Surprisingly, Linux nvcc 8.0.44 complains about the #pragma line with an error about ITER being undefined. That seems like an nvcc macro expansion bug! Substituting the explicit 512 fixes it. Note the for loop uses ITER and that does work fine.
Funny, the #pragma works just fine for me with CUDA 7.5 on Windows. I am too lazy to dig out the C++ standard right now. There are multiple phases in the preprocessor, and I do not know off-hand what the required order of these phases is, that is, must ITER be expanded before the #pragma is being consumed? [Later:] The ISO C++11 standard, section 16.6 states #pragma is followed by pp-tokens, which I read to mean that macro expansion should take place. This is contradicted by some online sources that state that macro expansion does not take place in a #pragma directive.
The program reports 1377 GFLOPS on my Quadro K2200 GPU at the maximum core clock of 1124 GHz, which is about 96% of the theoretical maximum of 1440 GFLOPS (various online sources list this GPU at 1339 GFLOPS, not sure why I computed a different number; maybe the maximum core clock is different on my model?)

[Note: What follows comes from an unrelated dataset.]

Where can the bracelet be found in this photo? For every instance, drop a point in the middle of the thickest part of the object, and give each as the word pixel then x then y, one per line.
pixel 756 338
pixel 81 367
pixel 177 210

Huh, you learn something new every day. Google found this post, which gives references to section 6.10.9 of the c99 standard, or 16.9 of the c++0x standard which say that #pragma is not macro expanded, but the equivalent _Pragma(" argument ") expression expands into such a #pragma. I had never even heard of the second form.
But if I try that in nvcc, using the ## stringify macro expansion and implicit string concatination like:
_Pragma("unroll " ##ITER)
nvcc complains that _Pragma needs a string literal, so it looks as if the macro stringification was not evaluated before _Pragma.
Yes, this is a side topic to the FMA throughput question so I’ll leave off discussion, but I wonder what the right behavior should be (is nvcc in error, or more likely is my understanding wrong). And then of course what is the proper way to use a #pragma unroll with a #defined unroll count?
What is the core frequency while the test is running? Since this is a short-running kernel with only few repetitions, the full boost clock may never kick in (I had to force it even on my Quadro). The Titan XP is listed as providing 10157 GFLOPS at nominal core clock, 10974 GFLOPS at maximum (NVIDIA-defined) boost clock. At least we are in the ballpark of that, as you point out.
So undoubtedly there is still perf left on the table. I wasn’t really trying to go after max perf regardless of the time invested to do it. I was trying to suggest the plausibility of a particular claim.